This post was imported from my old Drupal blog. To see the full thing, including comments, it's best to visit the Internet Archive.

Whatever algorithm you use to calculate Levenshtein distance, one of its great features is that you can tweak the cost of letter substitutions. For example, you can do a case-insensitive comparison of two strings, or perhaps more interestingly a semi-case-sensitive comparison of two strings, where the cost of replacing a character for its upper or lower case equivalent is less than the cost of replacing a character with an unrelated character, but more than zero. But that requires knowledge of whether and how two characters are related.

Of course all that information is stored in the Unicode Database, which are a bunch of text files in a structured format. I looked for an XML version but couldn’t find one (well, Googling “Unicode database XML” isn’t much help). So I downloaded UnicodeData.txt and NamesList.txt and put together an XSLT 2.0 stylesheet to create an XML version of the Unicode database.

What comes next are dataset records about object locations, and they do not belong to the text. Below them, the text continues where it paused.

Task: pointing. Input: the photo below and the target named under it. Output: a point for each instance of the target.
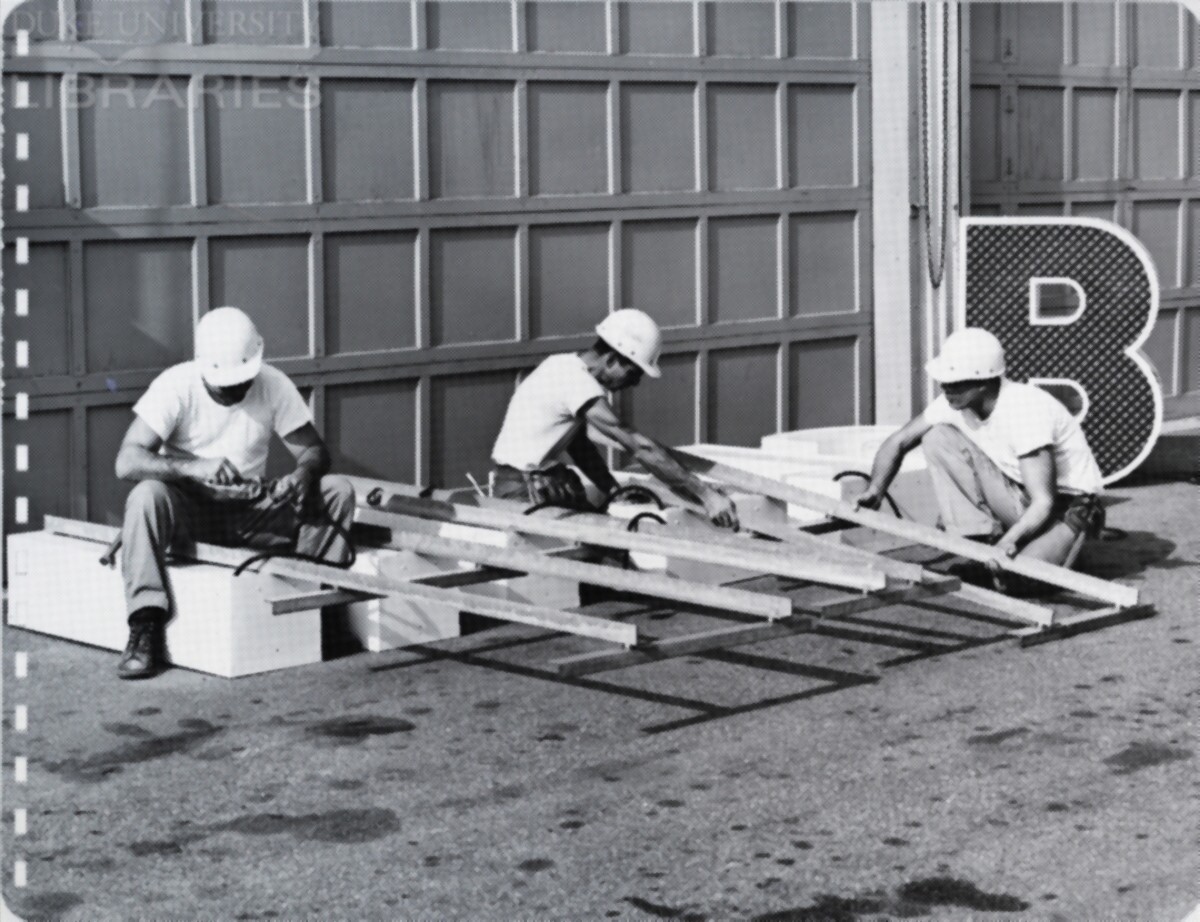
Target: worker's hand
(294, 489)
(1006, 546)
(870, 498)
(213, 471)
(721, 510)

The XML contains practically everything that you can get from those two files, which means:

  • block and subblock structures
  • hexadecimal and decimal codepoints
  • names, aliases and comments
  • category and numeric information
  • uppercase, lowercase and titlecase equivalents
  • decomposition of various kinds
  • related characters
  • bidi information

It might prove easier to search than grepping the text files, if you’re used to using XPath. I might split it up and put together an AJAX browser, in my Copious Spare Time.